La Chine a d’abord été victime de l’intrusion occidentale et de l’ingérence coloniale avec la honteuse guerre de l’Opium voulue en 1820 par l’Angleterre. A l’époque, l’Opium, exporté de force en Chine, fit des ravages au sein des élites des villes chinoises.
La Chine maltraitée subit une seconde attaque en 1858-1860 de la part des Anglo-Français, qui venaient de se faire les dents dans la guerre de Crimée contre la Russie. En Europe, seul Victor Hugo s’insurge contre ce qu’il estime être un abominable crime contre la civilisation. Ce » viol colonial » s’est ensuite accompagné de Traités très contraignants pour la Chine, en particulier celui qui légalisait le commerce de l’Opium, ainsi que ceux qui lui faisaient perdre des droits territoriaux, accentuant ainsi l’humiliation de tout le pays.
La Chine passe par la brutalité du statut de civilisation millénaire convaincue de sa supériorité à celui de pays sous tutelle. L’invasion japonaise, à partir de 1931, les problèmes intérieurs et la Seconde Guerre mondiale, finissent de ravager le pays.

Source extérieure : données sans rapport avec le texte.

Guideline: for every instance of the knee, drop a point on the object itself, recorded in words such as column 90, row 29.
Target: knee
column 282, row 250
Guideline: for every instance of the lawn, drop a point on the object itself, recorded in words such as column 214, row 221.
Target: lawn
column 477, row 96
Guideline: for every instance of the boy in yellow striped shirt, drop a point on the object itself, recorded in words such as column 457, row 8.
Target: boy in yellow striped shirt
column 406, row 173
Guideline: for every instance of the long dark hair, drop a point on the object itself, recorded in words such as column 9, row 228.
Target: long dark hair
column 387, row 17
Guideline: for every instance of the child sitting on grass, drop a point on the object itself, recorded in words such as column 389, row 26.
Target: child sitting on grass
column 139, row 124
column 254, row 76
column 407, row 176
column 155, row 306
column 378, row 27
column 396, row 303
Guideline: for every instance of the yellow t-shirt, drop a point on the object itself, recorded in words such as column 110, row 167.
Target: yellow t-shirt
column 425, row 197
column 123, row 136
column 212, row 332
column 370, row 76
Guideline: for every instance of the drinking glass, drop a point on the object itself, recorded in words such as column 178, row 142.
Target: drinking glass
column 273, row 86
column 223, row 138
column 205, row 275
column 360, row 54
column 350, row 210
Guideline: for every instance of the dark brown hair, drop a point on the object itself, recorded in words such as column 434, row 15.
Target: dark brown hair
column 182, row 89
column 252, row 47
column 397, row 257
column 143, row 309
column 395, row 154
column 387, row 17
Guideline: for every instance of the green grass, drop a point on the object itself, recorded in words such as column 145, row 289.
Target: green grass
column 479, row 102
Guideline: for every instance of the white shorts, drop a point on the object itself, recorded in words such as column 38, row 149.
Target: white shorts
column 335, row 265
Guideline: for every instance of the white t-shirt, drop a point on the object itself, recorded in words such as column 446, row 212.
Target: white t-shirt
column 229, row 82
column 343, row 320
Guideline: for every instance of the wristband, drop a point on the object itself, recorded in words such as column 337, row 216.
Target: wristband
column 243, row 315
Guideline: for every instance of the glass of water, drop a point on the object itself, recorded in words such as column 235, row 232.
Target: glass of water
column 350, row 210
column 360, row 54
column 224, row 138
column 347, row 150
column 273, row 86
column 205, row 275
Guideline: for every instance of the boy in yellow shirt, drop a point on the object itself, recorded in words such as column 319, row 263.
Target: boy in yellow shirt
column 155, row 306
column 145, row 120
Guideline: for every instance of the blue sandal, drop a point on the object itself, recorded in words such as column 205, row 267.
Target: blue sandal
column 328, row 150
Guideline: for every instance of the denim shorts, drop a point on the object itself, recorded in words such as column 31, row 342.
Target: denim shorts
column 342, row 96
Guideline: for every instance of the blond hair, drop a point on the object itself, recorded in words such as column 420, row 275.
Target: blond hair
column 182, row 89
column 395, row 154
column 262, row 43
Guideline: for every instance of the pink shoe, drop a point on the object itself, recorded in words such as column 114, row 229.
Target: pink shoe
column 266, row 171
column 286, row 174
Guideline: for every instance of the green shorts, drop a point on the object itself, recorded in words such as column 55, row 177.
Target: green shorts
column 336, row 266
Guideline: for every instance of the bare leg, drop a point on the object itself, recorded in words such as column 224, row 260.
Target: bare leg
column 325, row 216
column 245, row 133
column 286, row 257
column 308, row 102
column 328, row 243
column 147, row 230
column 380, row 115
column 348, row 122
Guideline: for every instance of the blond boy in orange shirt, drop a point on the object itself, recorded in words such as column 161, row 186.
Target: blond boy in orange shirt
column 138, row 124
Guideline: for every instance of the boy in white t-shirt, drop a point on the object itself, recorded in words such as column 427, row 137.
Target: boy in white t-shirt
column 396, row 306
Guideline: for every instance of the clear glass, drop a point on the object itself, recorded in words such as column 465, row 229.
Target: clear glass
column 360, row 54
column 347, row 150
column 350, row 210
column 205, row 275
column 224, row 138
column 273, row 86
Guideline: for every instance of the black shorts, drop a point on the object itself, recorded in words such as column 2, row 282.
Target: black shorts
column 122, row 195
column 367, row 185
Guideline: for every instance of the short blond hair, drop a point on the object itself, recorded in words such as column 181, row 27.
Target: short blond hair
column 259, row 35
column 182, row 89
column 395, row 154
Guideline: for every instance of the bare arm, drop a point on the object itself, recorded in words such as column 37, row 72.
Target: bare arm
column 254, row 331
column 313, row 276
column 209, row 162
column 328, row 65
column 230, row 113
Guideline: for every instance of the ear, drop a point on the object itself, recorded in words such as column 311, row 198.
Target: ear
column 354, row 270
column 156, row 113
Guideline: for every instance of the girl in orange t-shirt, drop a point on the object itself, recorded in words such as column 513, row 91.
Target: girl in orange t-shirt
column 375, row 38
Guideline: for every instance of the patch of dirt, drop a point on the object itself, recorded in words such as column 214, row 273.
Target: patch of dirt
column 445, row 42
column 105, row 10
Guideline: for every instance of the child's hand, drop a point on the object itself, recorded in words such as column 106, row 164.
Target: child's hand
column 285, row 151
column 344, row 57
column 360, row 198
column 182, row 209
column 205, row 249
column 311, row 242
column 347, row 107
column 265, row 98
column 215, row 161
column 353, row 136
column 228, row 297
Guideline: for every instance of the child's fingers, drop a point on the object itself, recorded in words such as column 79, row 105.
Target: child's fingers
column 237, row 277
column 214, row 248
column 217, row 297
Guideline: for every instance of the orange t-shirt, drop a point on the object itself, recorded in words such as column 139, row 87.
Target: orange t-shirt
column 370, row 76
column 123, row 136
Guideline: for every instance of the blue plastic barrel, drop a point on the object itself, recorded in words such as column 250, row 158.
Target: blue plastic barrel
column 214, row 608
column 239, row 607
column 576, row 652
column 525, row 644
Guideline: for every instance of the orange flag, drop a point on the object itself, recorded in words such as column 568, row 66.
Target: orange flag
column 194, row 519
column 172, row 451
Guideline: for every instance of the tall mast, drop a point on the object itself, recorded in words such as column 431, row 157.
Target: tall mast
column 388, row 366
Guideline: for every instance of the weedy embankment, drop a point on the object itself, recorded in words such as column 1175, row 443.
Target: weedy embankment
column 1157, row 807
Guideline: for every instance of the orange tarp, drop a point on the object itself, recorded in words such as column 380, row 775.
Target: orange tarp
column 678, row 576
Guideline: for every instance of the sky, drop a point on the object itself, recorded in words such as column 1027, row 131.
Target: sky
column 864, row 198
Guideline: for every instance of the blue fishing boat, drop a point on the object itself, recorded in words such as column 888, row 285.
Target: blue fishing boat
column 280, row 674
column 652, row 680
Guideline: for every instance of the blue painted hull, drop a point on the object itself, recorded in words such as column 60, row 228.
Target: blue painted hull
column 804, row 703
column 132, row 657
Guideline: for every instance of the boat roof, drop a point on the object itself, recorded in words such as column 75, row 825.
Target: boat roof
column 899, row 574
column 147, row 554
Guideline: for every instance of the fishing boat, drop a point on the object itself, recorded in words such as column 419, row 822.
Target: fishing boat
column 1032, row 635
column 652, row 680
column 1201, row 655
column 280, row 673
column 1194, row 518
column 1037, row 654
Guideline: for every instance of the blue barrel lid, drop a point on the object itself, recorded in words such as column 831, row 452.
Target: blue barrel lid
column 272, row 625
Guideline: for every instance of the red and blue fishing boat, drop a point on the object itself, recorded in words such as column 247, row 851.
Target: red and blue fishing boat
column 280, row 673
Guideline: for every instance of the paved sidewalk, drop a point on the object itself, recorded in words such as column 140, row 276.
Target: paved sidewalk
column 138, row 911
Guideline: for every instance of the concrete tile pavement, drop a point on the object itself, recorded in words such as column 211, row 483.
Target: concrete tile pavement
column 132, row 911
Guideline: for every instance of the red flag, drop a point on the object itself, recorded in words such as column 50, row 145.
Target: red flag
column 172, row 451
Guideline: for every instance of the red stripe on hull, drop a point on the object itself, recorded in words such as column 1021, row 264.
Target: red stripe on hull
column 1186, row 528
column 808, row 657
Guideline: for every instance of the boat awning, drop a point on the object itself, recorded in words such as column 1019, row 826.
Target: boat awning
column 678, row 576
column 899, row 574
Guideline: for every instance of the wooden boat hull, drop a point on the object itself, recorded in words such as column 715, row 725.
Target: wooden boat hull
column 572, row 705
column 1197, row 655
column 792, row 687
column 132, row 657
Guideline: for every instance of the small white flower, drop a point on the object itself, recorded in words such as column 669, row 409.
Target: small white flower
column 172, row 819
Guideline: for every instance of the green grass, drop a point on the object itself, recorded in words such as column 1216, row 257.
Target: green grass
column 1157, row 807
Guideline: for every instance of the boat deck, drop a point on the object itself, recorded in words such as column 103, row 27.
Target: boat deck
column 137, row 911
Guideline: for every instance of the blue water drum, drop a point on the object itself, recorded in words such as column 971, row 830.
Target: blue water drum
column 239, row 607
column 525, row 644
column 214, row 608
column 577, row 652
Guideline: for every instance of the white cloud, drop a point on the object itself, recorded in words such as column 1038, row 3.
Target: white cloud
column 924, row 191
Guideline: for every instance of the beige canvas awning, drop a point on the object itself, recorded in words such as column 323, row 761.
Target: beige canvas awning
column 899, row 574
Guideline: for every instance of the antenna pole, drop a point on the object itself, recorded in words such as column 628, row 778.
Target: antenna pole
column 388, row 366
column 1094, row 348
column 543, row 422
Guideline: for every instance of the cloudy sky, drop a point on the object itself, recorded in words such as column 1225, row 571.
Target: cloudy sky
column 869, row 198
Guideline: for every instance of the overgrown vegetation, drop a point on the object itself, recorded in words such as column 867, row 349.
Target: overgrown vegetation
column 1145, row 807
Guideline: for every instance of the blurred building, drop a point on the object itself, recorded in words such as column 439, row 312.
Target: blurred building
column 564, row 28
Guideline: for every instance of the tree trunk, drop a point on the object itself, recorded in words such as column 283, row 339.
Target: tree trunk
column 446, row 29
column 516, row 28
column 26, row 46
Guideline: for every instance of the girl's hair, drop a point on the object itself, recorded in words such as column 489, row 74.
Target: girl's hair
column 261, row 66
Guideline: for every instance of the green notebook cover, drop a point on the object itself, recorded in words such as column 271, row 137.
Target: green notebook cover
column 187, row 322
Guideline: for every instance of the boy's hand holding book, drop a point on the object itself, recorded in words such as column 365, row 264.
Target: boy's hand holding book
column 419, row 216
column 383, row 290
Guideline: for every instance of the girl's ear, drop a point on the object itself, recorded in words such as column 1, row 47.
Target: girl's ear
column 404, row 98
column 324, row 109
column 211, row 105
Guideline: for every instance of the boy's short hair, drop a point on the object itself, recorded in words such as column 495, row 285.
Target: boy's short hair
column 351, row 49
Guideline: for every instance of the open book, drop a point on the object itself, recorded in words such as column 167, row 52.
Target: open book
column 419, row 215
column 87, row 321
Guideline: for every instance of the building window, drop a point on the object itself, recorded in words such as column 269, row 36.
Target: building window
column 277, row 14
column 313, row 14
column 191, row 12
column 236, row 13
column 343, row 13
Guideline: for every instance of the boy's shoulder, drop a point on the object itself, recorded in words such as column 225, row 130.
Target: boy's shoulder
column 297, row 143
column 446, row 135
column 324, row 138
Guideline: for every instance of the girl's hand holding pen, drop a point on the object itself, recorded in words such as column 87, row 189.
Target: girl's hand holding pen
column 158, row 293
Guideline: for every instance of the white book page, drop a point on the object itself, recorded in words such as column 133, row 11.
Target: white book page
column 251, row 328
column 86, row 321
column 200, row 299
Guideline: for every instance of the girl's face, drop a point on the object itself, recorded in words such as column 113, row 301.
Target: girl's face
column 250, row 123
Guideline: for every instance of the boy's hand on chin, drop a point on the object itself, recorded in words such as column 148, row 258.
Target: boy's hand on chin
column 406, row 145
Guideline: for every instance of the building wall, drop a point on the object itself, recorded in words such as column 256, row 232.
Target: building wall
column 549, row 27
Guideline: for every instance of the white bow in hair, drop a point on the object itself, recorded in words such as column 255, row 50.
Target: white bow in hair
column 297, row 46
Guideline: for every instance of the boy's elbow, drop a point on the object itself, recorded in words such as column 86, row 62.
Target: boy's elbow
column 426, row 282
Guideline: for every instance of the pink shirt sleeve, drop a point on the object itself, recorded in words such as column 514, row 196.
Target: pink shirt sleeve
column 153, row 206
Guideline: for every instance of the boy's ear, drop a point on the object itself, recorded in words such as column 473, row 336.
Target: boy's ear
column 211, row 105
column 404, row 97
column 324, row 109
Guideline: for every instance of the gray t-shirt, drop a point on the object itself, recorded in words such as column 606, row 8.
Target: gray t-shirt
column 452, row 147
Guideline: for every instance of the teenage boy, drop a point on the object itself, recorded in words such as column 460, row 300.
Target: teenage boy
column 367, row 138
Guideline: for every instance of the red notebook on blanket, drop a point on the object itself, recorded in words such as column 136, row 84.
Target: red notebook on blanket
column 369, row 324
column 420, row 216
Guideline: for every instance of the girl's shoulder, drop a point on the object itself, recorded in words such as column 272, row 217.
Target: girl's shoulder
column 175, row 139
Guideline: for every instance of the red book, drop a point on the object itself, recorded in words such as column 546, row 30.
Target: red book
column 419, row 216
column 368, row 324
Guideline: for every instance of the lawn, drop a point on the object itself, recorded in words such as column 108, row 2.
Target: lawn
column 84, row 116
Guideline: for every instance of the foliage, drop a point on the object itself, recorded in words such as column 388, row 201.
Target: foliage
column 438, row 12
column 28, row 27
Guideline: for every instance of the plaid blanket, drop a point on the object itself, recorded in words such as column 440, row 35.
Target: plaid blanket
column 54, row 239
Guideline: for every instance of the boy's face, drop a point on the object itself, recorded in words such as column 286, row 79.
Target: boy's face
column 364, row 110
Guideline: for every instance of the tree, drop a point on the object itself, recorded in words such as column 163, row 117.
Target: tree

La Chine se nourrit donc aujourd’hui d’un sentiment de revanche à l’égard des Occidentaux. Cela se traduit dans l’expansionnisme chinois en mer de Chine méridionale, dans l’extension de son » collier de perles » partout dans le monde, dans la captation de richesses et dans son essor économique. La Chine, atelier du monde, ouvre des aérodromes sur des îles, s’implante dans les ports, notamment à Djibouti et en Méditerranée. Le pays augmente également sa puissance militaire à une cadence qui a généré la panique les Etats-Unis, obsédés par la nécessité de la contenir. L’expansionnisme chinois a fait peur jusqu’à l’Australie, qui a soudain décidé de passer une commande de sous-marins d’attaque à propulsion nucléaire conçus à l’aide de technologies américaines et britanniques, deux pays avec qui elle a scellé une nouvelle alliance à l’été dernier. Cet expansionnisme a surpris toute l’Asie car la Chine n’a jamais été, dans son histoire, une puissance conquérante. Dans la conscience collective chinoise, il est donc important que la Chine redevienne ce qu’elle fut de 1300 à 1820, c’est-à-dire la première puissance économique du monde. En 1973, Alain Peyrefitte publiait un ouvrage intitulé « Quand la Chine s’éveillera … le monde tremblera », ouvrage dans lequel il prédisait le développement économique et politique de « l’Empire du milieu ». Son émergence politique et, surtout, économique actuelle lui donne raison. Sous les yeux de la Russie frustrée, et de Vladimir Poutine, gardien des intérêts vitaux du pays, la Chine prend donc aujourd’hui sa grande revanche sur les Occidentaux. Nous devons retenir que les équilibres de puissances ont été rompus en Europe par la très forte poussée de l’OTAN vers la Russie. En nous intéressant au temps long, celui de l’histoire, et en contextualisant, nous pouvons ainsi mieux comprendre le besoin actuel de puissance et de revanche de la Russie humiliée.
L’esprit de revanche est bien souvent le carburant principal de la guerre.